Compared with historical polling, people are more optimistic about their family's future, more people describe their family as close and they are more likely to say their parents did their best for them.
Despite all the changes, we remain remarkable happy with family life - 93% of us describing it as fairly or very happy.
The results don't seem to make sense when we look at academic data which links looser family structures to poorer health and happiness.
Marriage levels in Britain are at an all-time low. For every three weddings there are now two divorces - the highest rate in Europe.
Cohabitation has risen 64% in a decade, with almost half of children now born outside wedlock.
We also have by far the highest proportion of lone parents in Europe - a quarter of children now live with a single mum.
Academic studies consistently find that such children do less well at school and at work than the offspring of cohabiting or married couples.
So how does one explain this apparent contradiction?
It may be that our expectations of family life have changed, that we are content with arrangements that would have dissatisfied our forebears.
Perhaps our optimism reflects contemporary affluence and stability rather than a confidence in the strength of family structures.
After all, increasing numbers of people - now seven out of 10 - believe that family life is generally becoming less successful, even if they are optimistic about their own.

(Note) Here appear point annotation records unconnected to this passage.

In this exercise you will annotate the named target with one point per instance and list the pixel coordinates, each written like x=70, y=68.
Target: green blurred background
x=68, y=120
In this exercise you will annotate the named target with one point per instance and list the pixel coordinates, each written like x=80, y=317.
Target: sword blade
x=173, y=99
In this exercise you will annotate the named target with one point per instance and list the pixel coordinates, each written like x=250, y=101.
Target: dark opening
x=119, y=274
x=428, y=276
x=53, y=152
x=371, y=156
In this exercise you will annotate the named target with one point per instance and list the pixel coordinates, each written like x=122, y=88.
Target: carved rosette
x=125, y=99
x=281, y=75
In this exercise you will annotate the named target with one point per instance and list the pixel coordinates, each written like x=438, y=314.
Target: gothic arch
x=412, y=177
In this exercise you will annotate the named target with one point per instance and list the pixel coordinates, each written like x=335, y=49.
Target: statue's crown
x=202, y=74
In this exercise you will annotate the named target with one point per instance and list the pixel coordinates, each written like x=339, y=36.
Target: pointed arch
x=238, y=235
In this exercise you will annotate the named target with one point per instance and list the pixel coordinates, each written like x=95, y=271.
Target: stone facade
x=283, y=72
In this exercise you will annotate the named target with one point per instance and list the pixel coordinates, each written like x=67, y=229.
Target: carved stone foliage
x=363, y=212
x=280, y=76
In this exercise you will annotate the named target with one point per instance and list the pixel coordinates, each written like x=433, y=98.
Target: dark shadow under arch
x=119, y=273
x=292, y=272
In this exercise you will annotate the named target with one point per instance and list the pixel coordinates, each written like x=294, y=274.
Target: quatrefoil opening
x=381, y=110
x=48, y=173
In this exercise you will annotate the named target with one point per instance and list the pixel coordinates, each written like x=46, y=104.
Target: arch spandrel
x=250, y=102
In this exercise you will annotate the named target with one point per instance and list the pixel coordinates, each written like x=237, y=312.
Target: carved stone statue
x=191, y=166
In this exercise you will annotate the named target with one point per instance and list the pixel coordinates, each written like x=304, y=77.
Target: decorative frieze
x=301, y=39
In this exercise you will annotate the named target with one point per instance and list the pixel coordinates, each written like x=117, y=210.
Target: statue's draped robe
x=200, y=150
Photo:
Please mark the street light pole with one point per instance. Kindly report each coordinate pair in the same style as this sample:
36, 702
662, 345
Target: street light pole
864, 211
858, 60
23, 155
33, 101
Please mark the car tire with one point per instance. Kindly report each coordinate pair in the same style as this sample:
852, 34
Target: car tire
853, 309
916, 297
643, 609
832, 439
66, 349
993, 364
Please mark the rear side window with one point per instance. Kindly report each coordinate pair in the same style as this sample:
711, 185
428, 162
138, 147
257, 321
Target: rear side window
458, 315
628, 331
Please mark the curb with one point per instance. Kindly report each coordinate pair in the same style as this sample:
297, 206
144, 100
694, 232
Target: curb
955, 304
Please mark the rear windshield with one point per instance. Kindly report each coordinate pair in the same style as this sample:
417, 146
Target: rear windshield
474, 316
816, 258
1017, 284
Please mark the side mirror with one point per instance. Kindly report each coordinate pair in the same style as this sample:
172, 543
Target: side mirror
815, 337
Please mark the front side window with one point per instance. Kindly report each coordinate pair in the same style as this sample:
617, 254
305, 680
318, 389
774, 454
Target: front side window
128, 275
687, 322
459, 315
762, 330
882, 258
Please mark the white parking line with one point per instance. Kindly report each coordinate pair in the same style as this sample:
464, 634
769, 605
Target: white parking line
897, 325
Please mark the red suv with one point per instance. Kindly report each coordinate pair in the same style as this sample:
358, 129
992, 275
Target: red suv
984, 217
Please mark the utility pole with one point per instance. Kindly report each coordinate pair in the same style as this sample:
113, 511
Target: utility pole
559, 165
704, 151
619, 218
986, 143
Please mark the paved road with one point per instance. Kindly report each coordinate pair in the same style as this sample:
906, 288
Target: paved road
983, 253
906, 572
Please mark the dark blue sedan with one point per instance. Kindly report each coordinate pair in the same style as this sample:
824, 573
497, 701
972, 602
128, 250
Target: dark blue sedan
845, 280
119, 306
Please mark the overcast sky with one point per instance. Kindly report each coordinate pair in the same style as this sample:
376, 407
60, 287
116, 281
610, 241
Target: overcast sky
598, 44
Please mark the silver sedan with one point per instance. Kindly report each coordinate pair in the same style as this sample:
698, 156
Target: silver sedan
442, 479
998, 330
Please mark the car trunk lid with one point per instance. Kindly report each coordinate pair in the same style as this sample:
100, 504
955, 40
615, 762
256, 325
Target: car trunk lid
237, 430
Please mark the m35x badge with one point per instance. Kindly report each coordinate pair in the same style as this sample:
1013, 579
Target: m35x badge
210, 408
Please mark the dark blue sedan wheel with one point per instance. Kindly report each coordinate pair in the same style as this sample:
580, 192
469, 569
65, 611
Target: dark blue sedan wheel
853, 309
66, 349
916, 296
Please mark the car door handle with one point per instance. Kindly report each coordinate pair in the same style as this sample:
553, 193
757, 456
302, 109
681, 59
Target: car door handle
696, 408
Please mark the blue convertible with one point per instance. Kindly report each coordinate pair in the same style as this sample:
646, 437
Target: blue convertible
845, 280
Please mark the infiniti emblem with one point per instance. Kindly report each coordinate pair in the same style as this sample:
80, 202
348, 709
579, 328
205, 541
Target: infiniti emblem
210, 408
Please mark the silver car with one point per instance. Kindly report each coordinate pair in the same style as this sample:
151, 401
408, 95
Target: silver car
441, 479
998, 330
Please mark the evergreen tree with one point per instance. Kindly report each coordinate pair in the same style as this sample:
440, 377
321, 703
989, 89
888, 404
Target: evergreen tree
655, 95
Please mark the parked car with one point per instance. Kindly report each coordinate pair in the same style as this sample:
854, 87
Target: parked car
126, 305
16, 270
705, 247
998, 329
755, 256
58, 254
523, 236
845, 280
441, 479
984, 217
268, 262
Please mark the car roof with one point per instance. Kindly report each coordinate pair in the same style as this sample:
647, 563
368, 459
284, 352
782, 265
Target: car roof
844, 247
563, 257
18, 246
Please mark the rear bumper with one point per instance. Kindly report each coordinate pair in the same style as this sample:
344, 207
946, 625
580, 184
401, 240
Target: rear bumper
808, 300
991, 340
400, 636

Another possible factor is technology. Most people have access to a car or good public transport making increased distance between family members less problematic than it would have been 50 years ago.
The ubiquitous nature of telephony - particularly mobile phones - has made family contact easier, although the internet has not yet become a major method of family communication.
In the poll less than a third of internet users said they used it to contact their family every week and only 8% made contact every day.
Perhaps the most intriguing explanation for the up-beat view of family life discovered in this poll is that it reflects the increasing importance we place upon it.
The global fascination with genealogy and family trees may stem from the same psychological need to understand who we are in a world where identities can easily become blurred.
Despite the changing nature of family life, perhaps we value those ties more than ever.